God chooses not on the basis of what human beings do, but on the basis of grace. Faith must live with this mystery.
But there may be something else hidden here. Verse 5 indicates that Cain’s anger was passionate and intense. Which may reflect something of the attitude behind his act of worship. The Hebrew indicates that there was something different in the quality of the gifts they offered. Cain, the scriptures say, brought ‘some of the fruits of the soil’. Abel, it says, ‘brought..of the firstborn of his flock’. Abel it seems was a little more discerning in what he brought to worship reflecting, perhaps, a different attitude.
Arguing about the relative merits of fruit versus flesh, is, I think, something of a red herring. The real issue at the heart of this story is the attitude we bring to worship. One brings ‘some’, the other brings ‘the best’. It would be interesting to analyse the debates over worship amongst Christians today.
How often are our disputes about FORM, i.e. the types of music, the instruments used or not used, whether we are liturgical or not. and how many are about SUBSTANCE, about our approach and attitude. The stark lesson from the story of Cain and Abel is that form is not nearly as important as attitude or substance.
I think it’s worth reflecting on whether Cain’s sacrifice would have been acceptable if he, like Abel, had approached God in faith? The woman or man of faith offers only what she or he has, trusting that it will be acceptable to God, and is willing to hear what God has to say. This brings a recognition that sometimes God will say, ‘no that’s not what I want’ but that too can be accepted as a learning moment.

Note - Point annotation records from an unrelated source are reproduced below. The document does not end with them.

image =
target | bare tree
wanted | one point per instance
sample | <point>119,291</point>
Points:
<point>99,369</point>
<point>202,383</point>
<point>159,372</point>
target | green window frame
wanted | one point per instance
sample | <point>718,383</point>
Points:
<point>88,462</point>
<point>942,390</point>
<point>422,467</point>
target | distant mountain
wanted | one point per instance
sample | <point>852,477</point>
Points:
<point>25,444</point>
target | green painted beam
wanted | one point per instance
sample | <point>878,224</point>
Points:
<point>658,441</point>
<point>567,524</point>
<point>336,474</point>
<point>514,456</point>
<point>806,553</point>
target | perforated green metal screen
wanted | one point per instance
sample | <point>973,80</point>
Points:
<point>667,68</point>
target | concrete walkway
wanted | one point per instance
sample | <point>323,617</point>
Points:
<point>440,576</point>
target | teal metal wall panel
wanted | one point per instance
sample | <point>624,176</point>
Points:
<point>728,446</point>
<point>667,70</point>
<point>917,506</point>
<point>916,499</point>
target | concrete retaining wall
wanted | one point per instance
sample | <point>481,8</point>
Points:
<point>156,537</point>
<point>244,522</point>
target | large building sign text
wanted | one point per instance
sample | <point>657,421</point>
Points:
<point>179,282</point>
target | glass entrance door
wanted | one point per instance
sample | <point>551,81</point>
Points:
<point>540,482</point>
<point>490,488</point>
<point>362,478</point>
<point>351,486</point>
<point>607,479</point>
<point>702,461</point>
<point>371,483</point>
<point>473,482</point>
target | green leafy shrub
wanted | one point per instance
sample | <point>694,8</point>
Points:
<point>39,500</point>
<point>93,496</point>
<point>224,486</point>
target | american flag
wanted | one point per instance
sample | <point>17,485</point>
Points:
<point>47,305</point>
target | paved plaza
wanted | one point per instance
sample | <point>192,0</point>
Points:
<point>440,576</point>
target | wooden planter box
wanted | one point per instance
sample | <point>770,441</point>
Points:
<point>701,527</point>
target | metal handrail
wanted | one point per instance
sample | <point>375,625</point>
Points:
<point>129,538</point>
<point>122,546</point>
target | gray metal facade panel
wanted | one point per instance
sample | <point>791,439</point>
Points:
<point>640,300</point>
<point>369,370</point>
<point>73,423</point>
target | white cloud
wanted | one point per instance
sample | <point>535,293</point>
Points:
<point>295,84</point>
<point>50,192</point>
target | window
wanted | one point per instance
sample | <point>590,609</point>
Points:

By this way we are trained into what God’s will is, as the writer of Hebrews says,
Hebrews 5:14 But solid food is for the mature, who by constant use have trained themselves to distinguish good from evil.
What I need to realise, particularly in the debates about worship, is that we will not always get it right. What is important though is that we offer up in faith what we have, and seek to learn from those times when we get it wrong. But where would any of us be if God only accepted us when we got it right.
Abel is not blamed for getting it wrong. He is blamed for his angry reaction to the Lord’s response.
And Cain’s anger against God is transferred onto his brother. I’m no counselor, but I wonder how many broken relationships within churches are due to people’s anger against God? Petty jealousies that God hasn’t blessed my ministry as much a the other one’s; that I’m not as gifted as you? And our resentment against God is transferred into jealousies of our brother and sister. How many ministries falter because of anger against God? Such fears and jealousies are profoundly destructive forces, which can even lead to murderous tendencies. We need to banish the Cain-tendencies in ourselves. To learn to love and accept one another, to rejoice in one another’s successes, heal each other’s pains.
We need to learn to rejoice in another’s gifts, even when we wish they were our own.